Biography
Dr. Abdul Rahman Ghassemlou, the leader the Democratic Party of Iranian Kurdistan (KDPI), was born on 22 December 1930 in the Ghassemlou valley near the Kurdish city of Ûrmiyeh. He went to primary school in Ûrmiyeh and continued his Secondary school in Tehran.

Dr. Ghassemlou’s involvement in politics started early in life, and at the age of 15 he co-founded the Democratic Youth Union of Iranian Kurdistan. Due to political and national oppression in Kurdistan, his political activities mostly took a clandestine form.

Ghassemlou attended university in Paris, and later in Prague. In Prague, he meets Helen Krulich whom he later married and they had two daughters together, Mina (1953) and Hiwa (1955).

He earned a Ph.D. Degree in Economics and was an Associate Professor in both Paris and Prague. He was teaching International Economics at the Vysoká s´kola ekonomická ("Prague School of Economics"), and thereafter Kurdish studies at Sorbonne University in Paris.

Dr. Ghassemlou authored several books, book-chapters and articles about politics and economics, and some of them have been translated into a number of different languages. His oft-cited work Kurdistan and the Kurds (1965) has been until present days consensually recognized as a valuable source, especially regarding the political geography of Kurdistan, the political history of the Kurds and traditional socio-economic relations in Kurdish society.

Besides being an acknowledged scholar and one of the greatest leaders of the Kurds, Dr. Ghassemlou’s excellent diplomatic skills earned him an international reputation, especially in Europe.

Those who knew and worked with him closely during his academic and political carrier, Kurds as well as Westerners, recall him as a man of quick wit and a person with a great sense of humour.

After several decades of political activity, and as the leader of the Kurdish people in Iranian Kurdistan, Dr.
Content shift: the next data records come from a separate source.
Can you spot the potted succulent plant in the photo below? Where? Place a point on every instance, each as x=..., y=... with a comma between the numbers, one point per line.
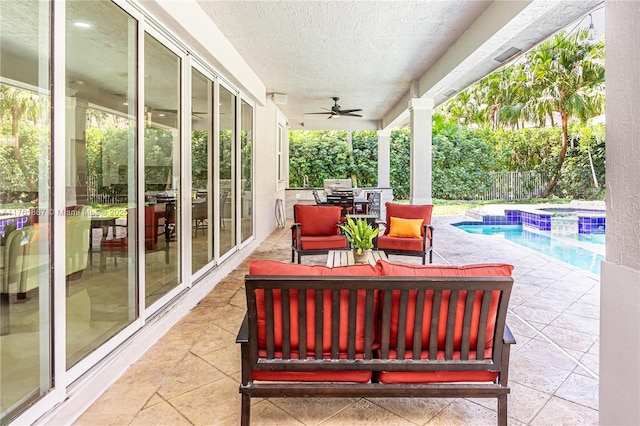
x=360, y=236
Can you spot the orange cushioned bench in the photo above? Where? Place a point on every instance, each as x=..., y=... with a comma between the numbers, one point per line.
x=387, y=330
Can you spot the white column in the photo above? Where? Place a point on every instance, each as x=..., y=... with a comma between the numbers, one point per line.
x=421, y=111
x=620, y=278
x=384, y=158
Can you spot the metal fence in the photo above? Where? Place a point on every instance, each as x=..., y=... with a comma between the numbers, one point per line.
x=513, y=186
x=100, y=195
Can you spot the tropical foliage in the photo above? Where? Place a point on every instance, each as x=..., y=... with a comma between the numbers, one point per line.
x=359, y=234
x=562, y=78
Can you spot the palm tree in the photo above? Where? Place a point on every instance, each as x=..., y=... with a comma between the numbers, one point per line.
x=567, y=72
x=18, y=104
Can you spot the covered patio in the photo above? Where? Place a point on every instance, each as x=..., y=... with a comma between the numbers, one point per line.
x=173, y=359
x=192, y=374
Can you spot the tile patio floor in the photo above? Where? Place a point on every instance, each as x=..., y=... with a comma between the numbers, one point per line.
x=191, y=375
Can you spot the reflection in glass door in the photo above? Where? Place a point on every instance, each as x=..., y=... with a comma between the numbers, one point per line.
x=25, y=232
x=161, y=169
x=201, y=200
x=100, y=175
x=246, y=165
x=227, y=170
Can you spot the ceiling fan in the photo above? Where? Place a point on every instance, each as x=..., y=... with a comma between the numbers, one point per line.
x=337, y=111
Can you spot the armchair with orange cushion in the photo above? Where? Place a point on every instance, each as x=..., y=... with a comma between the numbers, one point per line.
x=315, y=230
x=408, y=231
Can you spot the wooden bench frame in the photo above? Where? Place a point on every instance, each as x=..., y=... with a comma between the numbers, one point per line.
x=375, y=356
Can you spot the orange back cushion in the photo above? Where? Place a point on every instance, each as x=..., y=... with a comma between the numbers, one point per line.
x=269, y=267
x=479, y=270
x=317, y=220
x=407, y=211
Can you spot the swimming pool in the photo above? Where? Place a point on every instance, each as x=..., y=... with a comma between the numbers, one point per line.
x=577, y=250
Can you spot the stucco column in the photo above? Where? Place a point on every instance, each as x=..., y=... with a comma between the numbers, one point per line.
x=420, y=111
x=620, y=277
x=384, y=158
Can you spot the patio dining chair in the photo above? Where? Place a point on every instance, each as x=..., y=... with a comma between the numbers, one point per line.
x=315, y=230
x=344, y=201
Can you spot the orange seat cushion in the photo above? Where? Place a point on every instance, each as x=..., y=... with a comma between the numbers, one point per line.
x=407, y=211
x=400, y=227
x=268, y=267
x=399, y=243
x=317, y=220
x=479, y=270
x=313, y=376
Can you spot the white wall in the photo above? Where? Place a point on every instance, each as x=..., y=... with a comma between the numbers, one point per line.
x=620, y=280
x=265, y=169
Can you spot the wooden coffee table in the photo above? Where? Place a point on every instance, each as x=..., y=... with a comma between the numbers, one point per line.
x=337, y=258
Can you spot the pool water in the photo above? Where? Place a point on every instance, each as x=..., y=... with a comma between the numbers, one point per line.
x=580, y=251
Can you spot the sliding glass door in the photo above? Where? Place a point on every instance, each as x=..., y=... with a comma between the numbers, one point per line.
x=100, y=153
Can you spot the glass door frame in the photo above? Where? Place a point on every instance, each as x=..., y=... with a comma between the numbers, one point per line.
x=213, y=183
x=92, y=359
x=183, y=279
x=242, y=98
x=235, y=181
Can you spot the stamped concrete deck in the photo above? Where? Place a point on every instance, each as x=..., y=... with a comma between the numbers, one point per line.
x=191, y=375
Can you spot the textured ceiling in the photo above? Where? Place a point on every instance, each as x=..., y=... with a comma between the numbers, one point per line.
x=374, y=55
x=369, y=52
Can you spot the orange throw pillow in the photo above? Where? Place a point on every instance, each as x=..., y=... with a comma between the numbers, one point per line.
x=405, y=227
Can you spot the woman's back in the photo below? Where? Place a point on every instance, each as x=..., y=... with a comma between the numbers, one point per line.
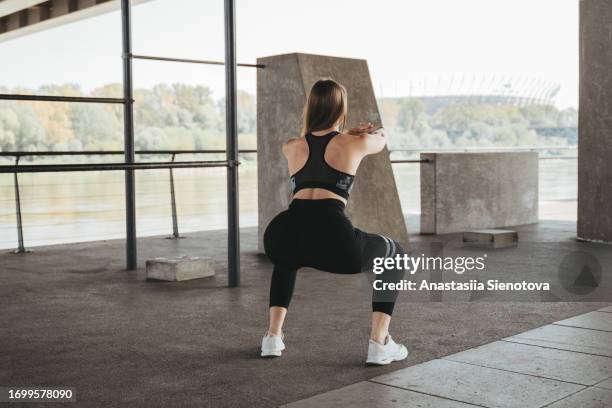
x=322, y=164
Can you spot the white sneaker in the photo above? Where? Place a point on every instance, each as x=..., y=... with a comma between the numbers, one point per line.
x=383, y=354
x=272, y=346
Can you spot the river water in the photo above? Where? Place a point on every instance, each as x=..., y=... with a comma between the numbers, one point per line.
x=77, y=207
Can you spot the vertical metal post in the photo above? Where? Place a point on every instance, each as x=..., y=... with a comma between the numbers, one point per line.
x=20, y=246
x=175, y=233
x=231, y=131
x=128, y=129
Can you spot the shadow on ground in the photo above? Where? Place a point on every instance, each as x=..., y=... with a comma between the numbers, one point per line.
x=73, y=317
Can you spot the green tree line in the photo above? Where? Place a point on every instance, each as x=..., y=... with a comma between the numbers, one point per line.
x=180, y=116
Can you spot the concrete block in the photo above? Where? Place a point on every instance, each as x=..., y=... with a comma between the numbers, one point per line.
x=538, y=361
x=595, y=122
x=479, y=385
x=179, y=269
x=568, y=338
x=491, y=238
x=369, y=394
x=589, y=398
x=591, y=320
x=282, y=88
x=466, y=191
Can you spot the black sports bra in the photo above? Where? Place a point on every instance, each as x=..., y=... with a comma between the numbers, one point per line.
x=316, y=173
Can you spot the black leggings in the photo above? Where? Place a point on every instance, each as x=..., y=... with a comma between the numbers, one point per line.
x=318, y=234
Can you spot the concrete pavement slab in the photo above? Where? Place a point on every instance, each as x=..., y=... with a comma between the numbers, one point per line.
x=589, y=398
x=592, y=320
x=567, y=338
x=479, y=385
x=538, y=361
x=605, y=384
x=369, y=394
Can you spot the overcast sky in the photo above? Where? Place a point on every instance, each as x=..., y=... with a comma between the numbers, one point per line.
x=404, y=41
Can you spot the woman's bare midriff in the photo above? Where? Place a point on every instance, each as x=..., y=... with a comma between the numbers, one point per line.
x=317, y=194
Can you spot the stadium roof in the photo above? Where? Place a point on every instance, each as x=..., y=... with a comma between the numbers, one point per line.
x=22, y=17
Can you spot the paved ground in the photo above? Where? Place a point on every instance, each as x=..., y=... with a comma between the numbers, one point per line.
x=72, y=316
x=567, y=364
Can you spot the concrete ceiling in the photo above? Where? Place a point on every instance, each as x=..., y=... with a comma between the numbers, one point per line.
x=23, y=17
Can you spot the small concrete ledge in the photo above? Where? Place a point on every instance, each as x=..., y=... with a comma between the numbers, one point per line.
x=491, y=238
x=467, y=191
x=179, y=269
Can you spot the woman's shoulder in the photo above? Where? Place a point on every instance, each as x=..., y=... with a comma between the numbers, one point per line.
x=294, y=144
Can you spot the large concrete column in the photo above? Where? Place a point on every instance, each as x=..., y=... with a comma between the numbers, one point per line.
x=282, y=87
x=595, y=122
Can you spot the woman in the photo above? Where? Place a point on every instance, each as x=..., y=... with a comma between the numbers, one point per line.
x=314, y=231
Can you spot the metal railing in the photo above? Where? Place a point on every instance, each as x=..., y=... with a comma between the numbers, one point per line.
x=172, y=164
x=477, y=149
x=80, y=167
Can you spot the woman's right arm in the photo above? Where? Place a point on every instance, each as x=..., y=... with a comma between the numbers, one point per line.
x=371, y=143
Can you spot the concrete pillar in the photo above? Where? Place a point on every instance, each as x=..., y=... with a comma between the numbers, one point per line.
x=595, y=122
x=282, y=87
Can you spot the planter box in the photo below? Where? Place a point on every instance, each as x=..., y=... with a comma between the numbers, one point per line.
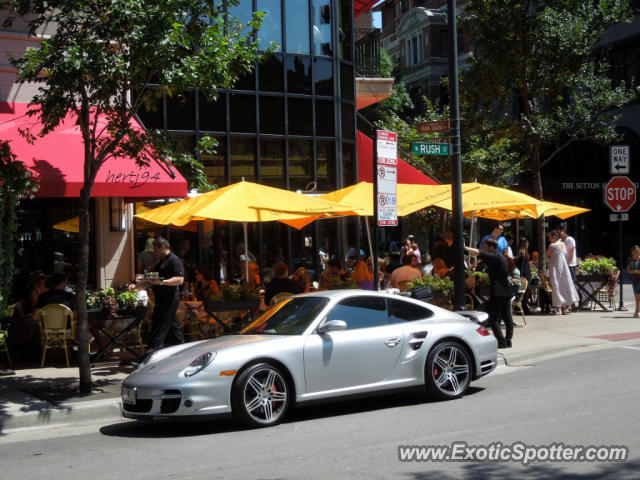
x=232, y=306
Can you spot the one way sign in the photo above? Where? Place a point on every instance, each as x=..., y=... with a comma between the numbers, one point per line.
x=619, y=156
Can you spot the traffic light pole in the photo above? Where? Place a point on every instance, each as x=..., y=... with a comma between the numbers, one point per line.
x=456, y=162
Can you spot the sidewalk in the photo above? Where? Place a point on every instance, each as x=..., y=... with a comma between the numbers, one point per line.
x=48, y=397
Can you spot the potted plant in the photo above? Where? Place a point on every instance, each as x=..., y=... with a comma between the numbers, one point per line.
x=596, y=268
x=440, y=286
x=234, y=298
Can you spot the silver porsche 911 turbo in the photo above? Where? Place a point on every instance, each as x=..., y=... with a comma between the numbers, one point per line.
x=310, y=347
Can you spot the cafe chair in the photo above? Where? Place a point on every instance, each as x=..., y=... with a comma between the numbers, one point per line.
x=57, y=327
x=517, y=303
x=279, y=296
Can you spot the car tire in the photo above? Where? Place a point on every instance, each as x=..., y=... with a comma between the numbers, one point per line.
x=260, y=396
x=447, y=371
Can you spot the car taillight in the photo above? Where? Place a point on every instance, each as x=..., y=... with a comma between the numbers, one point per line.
x=483, y=331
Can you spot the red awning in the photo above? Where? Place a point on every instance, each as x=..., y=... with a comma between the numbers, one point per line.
x=406, y=173
x=361, y=6
x=57, y=161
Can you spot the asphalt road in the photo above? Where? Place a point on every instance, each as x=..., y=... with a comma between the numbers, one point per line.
x=585, y=399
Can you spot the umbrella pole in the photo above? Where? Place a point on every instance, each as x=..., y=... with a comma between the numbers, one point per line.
x=246, y=252
x=366, y=223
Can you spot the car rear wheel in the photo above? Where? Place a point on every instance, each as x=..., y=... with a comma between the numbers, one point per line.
x=448, y=371
x=260, y=396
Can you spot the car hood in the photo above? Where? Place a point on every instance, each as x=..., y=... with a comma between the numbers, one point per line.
x=176, y=362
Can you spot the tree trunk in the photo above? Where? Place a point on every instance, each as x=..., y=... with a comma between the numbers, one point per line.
x=81, y=288
x=537, y=186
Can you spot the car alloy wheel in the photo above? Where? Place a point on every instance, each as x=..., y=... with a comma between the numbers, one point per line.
x=448, y=371
x=260, y=396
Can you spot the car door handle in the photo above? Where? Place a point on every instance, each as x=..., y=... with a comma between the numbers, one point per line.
x=392, y=342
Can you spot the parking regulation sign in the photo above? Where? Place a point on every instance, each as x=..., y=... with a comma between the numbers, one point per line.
x=387, y=178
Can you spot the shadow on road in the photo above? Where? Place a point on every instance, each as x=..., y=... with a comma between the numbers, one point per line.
x=161, y=429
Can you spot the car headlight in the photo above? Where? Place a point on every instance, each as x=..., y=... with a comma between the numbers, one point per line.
x=198, y=364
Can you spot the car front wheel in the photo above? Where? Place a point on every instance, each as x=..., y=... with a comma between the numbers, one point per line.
x=260, y=396
x=448, y=371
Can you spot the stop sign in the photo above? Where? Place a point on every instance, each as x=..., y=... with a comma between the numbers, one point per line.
x=620, y=194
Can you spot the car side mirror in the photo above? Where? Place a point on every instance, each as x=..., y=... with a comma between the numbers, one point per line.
x=332, y=326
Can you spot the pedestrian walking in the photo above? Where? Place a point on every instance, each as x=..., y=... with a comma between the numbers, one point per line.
x=633, y=267
x=499, y=304
x=165, y=329
x=563, y=292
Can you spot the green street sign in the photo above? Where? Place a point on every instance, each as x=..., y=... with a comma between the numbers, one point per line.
x=425, y=148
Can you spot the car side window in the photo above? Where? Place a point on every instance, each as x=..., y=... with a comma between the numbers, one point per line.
x=401, y=311
x=360, y=312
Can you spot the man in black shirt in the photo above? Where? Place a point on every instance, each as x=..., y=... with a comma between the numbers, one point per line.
x=165, y=329
x=56, y=294
x=499, y=305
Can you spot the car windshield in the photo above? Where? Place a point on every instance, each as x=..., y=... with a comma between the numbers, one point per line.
x=291, y=316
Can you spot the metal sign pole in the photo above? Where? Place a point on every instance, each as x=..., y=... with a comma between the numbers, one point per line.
x=456, y=162
x=374, y=249
x=621, y=306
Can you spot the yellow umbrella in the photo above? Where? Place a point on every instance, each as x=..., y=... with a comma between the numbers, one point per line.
x=245, y=202
x=70, y=225
x=478, y=198
x=411, y=198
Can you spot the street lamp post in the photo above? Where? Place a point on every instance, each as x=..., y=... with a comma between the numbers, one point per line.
x=456, y=163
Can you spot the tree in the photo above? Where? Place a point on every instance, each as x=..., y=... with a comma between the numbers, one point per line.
x=15, y=184
x=536, y=80
x=108, y=60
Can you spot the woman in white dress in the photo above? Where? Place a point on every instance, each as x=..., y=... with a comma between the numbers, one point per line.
x=563, y=293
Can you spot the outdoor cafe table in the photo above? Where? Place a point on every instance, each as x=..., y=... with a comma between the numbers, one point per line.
x=115, y=329
x=588, y=288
Ghassemlou was assassinated in Vienna by the agents of the Islamic Republic of Iran on July 13, 1989. Dr. Ghassemlou was in Austria to negotiate with Iranian representatives on Kurdish rights and self-government for Iranian Kurdistan.

Dr. Ghassemlou, a resolute advocate of the rights of his people and a determined leader who did not rule out guerrilla warfare, was also a man of peace and gave it a chance whenever possible. He went to the negotiating table in good faith. However, by assassinating the Kurdish leader, the Iranian regime lived up to the entrenched view among the Kurdish nation that it is not trustworthy, and that assassination is part and parcel of its political mindset and practice.